Od pewnego czasu pogrywam PoE. Zrobiłem Shadowa pod pułapki, ale build mi nie pasował więc zaczynam wszystko od nowa. Z początku próbowałem wgryźć się w lore, teraz zamierzam jeszcze bardziej, ale gra mi na to nie pozwala. Czy tu jest w ogóle jakaś narracja? Wiem, że moja postać (wszystkie postacie) zrobiła w Oriath coś złego, dlatego wygnano ją do Wraeclast. Statek zatonął, wywaliło mnie na brzeg i... to tyle. Znalazłem jakąś osadę, mówili że mam przeżyć i dalej nie wiem o co w tej fabule chodzi. Mam iść dalej. OK. Spotkałem Pietę, nie wiem w ogóle kto to jest, ale wszyscy mówią że to dziwne i że jest zła. Usuwam blokadę. OK. Znajduję jakąś osadę. Mówią żebym szedł dalej. Idę, ubijam jakiegoś spaślaka na górze, bo to niby przez niego jest ciemność. Później dochodzą do nowego miasta. Dalej już nie szedłem, bo miałem dość postaci.

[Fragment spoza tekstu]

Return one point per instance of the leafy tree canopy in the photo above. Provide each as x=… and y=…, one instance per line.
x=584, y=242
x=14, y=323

Nie wiem kto to jest Dominus (to chyba jakiś Najwyższy Templariusz, jak dobrze przeczytałem na tych palach w Akcie 1), nie wiem kim jest Pieta, nie wiem w ogóle co oni tam robią, nie wiem dlaczego tylko ja przeżyłem, nie wiem dlaczego na wyspie są postacie, które wyglądają na świętoszków (np. ta dziewczyna z Aktu 1, która ma jakieś obiekcję do Witch, a sama jest w Wraeclast), nie wiem w ogóle nic o historii tej wyspy (?).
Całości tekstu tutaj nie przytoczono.